Melihat itu, Aarav hanya bisa menghelakan napasnya, kemudian mengetikkan nomornya di ponsel Maharani dan memanggilnya. Setelah ponselnya berdering tanda panggilan dari ponsel Maharani, ia mengembalikkan ponsel itu kepada pemiliknya.
“Sudah puas kan? Kamu tinggal simpan sendiri nomornya,” ucapnya datar. Sebisa mungkin mengontrol nada bicaranya agar tidak terlalu sinis.
Sepersekian detik setelahnya, senyum tercetak di wajah cantik Maharani. “Nah begitu dong Om dari tadi, kaleau gitu kan, aku tidak harus marah-marah dulu,” ucapnya semangat.

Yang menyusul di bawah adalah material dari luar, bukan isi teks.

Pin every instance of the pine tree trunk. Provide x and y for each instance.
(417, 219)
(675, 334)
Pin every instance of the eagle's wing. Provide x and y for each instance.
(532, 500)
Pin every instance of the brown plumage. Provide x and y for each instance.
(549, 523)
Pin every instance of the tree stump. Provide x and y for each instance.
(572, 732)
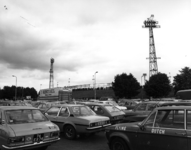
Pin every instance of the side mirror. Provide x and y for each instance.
(71, 115)
(142, 127)
(2, 122)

Melihat perubahan sikap Maharani yang sangat cepat itu membuat Aarav bingung, ‘apa benar ini gadis yang sama yang beberapa menit yang lalu marah padanya?’ batinnya.

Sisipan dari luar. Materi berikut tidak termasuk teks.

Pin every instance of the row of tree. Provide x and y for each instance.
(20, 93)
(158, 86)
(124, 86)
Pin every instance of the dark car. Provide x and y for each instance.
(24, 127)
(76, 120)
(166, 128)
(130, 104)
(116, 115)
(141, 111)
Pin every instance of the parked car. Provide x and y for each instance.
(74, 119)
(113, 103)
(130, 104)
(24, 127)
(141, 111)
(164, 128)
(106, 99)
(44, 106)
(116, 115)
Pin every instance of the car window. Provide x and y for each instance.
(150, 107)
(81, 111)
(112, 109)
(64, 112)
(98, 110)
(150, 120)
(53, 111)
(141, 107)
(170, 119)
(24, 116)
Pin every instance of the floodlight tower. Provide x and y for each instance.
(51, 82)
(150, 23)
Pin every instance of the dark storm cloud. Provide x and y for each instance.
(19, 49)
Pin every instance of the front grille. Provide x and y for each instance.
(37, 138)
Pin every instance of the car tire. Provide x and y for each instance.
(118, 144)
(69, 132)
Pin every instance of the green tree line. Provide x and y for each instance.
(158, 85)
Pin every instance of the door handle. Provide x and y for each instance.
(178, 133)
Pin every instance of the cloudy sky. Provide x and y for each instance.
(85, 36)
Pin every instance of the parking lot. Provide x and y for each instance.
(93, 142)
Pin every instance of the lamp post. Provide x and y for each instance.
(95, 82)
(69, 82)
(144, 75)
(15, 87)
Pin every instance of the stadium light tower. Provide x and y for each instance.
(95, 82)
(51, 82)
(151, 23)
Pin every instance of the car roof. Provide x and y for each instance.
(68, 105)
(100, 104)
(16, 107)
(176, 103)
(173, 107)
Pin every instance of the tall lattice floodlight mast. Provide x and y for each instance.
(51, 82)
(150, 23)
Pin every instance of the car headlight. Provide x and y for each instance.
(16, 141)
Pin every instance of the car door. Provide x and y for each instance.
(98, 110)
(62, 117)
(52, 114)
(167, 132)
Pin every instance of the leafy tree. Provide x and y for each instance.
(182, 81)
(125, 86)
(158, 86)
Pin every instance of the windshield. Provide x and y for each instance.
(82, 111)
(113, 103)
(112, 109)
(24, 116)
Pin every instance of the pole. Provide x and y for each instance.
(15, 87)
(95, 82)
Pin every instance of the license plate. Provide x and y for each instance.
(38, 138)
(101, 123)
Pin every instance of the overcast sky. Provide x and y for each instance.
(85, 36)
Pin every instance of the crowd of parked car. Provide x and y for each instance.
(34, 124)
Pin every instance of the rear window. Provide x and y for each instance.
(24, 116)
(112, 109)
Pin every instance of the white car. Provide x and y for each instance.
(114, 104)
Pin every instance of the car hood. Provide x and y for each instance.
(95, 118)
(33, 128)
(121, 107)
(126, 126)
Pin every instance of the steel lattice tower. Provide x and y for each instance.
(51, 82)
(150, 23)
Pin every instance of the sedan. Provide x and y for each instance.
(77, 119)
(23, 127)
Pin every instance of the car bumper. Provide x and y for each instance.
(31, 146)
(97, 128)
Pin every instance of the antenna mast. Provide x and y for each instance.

“ Ya sudah, aku turun ya Om, hati-hati di jalan,” tambah Maharani sambil melambaikan tangannya kepada Aarav.
Aarav hanya melirik nya saja dan menjawab,”Hmm…,” sahut Aarav tanpa membalas lambaian tangan Maharani.
Maharani cemberut melihat respon Aarav. “ Iiih! Kok lambaian tanganku tidak dibalas sih Om! Jahat banget!” ucapnya persis seperti anak kecil.
“ Kamu ini banyak sekali sih permintaannya? Ya sudah, cepat turun!” Jawab Aarav sambil melambaikan tangannya setengah niat.
“ Hehehehe… terima kasih Om! Aku turun sekarang ya! Assalamualaikum!” ujar Maharani semangat dan setelah itu ia keluar dari mobil Aarav dan berjalan menuju pintu gerbang rumahnya itu.